# model.py
import torch
import torch.nn as nn
import torch.nn.functional as F
import math

class PositionalEncoding(nn.Module):
    def __init__(self, embedding_dim, max_len=5000):
        super(PositionalEncoding, self).__init__()

        # Create a positional encoding matrix of shape (max_len, embedding_dim)
        pe = torch.zeros(max_len, embedding_dim)
        position = torch.arange(0, max_len, dtype=torch.float).unsqueeze(1)
        div_term = torch.exp(torch.arange(0, embedding_dim, 2).float() * (-math.log(10000.0) / embedding_dim))

        pe[:, 0::2] = torch.sin(position * div_term)
        pe[:, 1::2] = torch.cos(position * div_term)
        
        # Add a batch dimension, so the shape becomes (1, max_len, embedding_dim)
        pe = pe.unsqueeze(0)
        
        # Register the positional encoding as a buffer so it won't be updated by the optimizer
        self.register_buffer('pe', pe)

    def forward(self, x):
        # x is expected to have shape (batch_size, seq_length, embedding_dim)
        seq_length = x.size(1)
        # Add positional encoding to input
        x = x + self.pe[:, :seq_length]
        return x

class SelfAttention(nn.Module):
    def __init__(self, input_dim, heads):
        super(SelfAttention, self).__init__()
        self.heads = heads
        self.scale = (input_dim // heads) ** -0.5
        self.qkv = nn.Linear(input_dim, input_dim * 3)
        self.fc = nn.Linear(input_dim, input_dim)

    def forward(self, x):
        batch_size, seq_length, embedding_dim = x.shape
        qkv = self.qkv(x).view(
            batch_size, seq_length, self.heads, 3, embedding_dim // self.heads
        )
        q, k, v = qkv[..., 0, :], qkv[..., 1, :], qkv[..., 2, :]
        q = q.permute(0, 2, 1, 3)
        k = k.permute(0, 2, 1, 3)
        v = v.permute(0, 2, 1, 3)

        attn_weights = torch.matmul(q, k.transpose(-2, -1)) * self.scale
        attn_weights = F.softmax(attn_weights, dim=-1)

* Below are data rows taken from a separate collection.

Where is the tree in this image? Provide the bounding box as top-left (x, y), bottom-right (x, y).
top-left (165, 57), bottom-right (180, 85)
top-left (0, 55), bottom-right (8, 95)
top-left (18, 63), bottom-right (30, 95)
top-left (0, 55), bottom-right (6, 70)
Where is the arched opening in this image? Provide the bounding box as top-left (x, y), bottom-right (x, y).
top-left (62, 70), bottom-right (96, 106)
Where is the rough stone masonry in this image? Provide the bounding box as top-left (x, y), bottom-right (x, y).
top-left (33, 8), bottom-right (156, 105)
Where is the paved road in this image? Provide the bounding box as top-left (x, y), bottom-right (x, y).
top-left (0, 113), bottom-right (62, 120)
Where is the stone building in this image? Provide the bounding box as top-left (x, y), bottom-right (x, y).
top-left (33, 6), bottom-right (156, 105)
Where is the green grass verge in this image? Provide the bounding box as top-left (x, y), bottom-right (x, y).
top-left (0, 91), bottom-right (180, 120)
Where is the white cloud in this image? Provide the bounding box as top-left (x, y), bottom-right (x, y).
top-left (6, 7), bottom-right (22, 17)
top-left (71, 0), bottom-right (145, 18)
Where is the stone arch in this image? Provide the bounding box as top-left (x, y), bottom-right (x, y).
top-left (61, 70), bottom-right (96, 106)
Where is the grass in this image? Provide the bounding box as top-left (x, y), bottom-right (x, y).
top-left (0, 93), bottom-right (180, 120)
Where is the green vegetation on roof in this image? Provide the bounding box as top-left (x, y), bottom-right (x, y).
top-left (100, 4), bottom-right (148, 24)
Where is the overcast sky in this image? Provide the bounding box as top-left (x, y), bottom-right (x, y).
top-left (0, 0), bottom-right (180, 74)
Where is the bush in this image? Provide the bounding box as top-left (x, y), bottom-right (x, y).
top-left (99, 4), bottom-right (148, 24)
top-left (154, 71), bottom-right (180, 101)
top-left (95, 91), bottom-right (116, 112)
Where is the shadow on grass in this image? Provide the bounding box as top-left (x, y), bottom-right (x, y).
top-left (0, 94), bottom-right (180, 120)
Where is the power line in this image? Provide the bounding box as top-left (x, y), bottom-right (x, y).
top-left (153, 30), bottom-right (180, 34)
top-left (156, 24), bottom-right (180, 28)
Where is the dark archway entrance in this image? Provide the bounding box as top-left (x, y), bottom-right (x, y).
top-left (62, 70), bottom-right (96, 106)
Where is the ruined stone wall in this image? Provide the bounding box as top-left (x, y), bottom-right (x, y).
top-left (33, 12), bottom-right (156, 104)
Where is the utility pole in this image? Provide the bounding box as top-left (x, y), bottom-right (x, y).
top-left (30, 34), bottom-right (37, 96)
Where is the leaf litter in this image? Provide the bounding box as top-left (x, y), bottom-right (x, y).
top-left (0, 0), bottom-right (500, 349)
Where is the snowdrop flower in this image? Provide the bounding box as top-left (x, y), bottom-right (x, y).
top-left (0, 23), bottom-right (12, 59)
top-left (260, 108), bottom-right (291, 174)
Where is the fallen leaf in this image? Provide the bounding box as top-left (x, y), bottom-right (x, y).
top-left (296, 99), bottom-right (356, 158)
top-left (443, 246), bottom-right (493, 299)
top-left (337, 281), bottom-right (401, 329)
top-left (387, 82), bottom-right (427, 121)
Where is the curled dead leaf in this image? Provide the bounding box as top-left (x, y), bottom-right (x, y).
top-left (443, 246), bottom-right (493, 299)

        attention_output = torch.matmul(attn_weights, v)
        attention_output = attention_output.permute(0, 2, 1, 3).contiguous()
        attention_output = attention_output.view(batch_size, seq_length, embedding_dim)
        
        return self.fc(attention_output)

class AttentionBasedModel(nn.Module):
    def __init__(self, pos_vocab_size, embedding_dim=128, num_classes=6, heads=8, num_attention_layers=3, dim_feedforward=512, max_len=128):
        super(AttentionBasedModel, self).__init__()
        self.embedding = nn.Embedding(pos_vocab_size, embedding_dim)  # Embedding for POS tags
        self.positional_encoding = PositionalEncoding(embedding_dim, max_len)  # Positional Encoding
        self.self_attention_layers = nn.ModuleList([
            SelfAttention(embedding_dim, heads) for _ in range(num_attention_layers)
        ])
        self.fc1 = nn.Linear(embedding_dim, dim_feedforward)
        self.fc2 = nn.Linear(dim_feedforward, num_classes)
        self.dropout = nn.Dropout(0.5)
        self.norm = nn.LayerNorm(embedding_dim)

    def forward(self, x):
        # Input x is a matrix of one-hot encoded POS tags, shape: (batch_size, seq_length, pos_vocab_size)
        x = self.embedding(x)  # Convert POS tags to embeddings, shape: (batch_size, seq_length, embedding_dim)
        
        # Add positional encoding to embeddings
        x = self.positional_encoding(x)
        
        for attn_layer in self.self_attention_layers:
            attn_output = attn_layer(x)
            x = self.norm(attn_output + x)

        # Pool the output by taking the mean of the sequence (reduce along sequence length)
        pooled_output = torch.mean(x, dim=1)

        # Fully connected layers for classification
        x = F.relu(self.fc1(pooled_output))
        x = self.dropout(x)
        x = self.fc2(x)  # Output logits for the 6 classes
        
        return x


# Example Usage
# # Hyperparameters
# pos_vocab_size = 50  # Size of the POS tag vocabulary
# max_context_length = 128  # Maximum context length
# embedding_dim = 128  # Embedding size
# num_classes = 6  # Output classes
# batch_size = 32  # Example batch size

# # Model initialization
# model = AttentionBasedModel(pos_vocab_size, embedding_dim, num_classes)

# # Example input: batch of one-hot encoded POS tags (variable length sequences)
# input_data = torch.randint(0, pos_vocab_size, (batch_size, max_context_length))  # Random input for testing

# # Forward pass
# output = model(input_data)  # Output shape will be (batch_size, num_classes)

# print(output.shape)  # Should print torch.Size([batch_size, num_classes])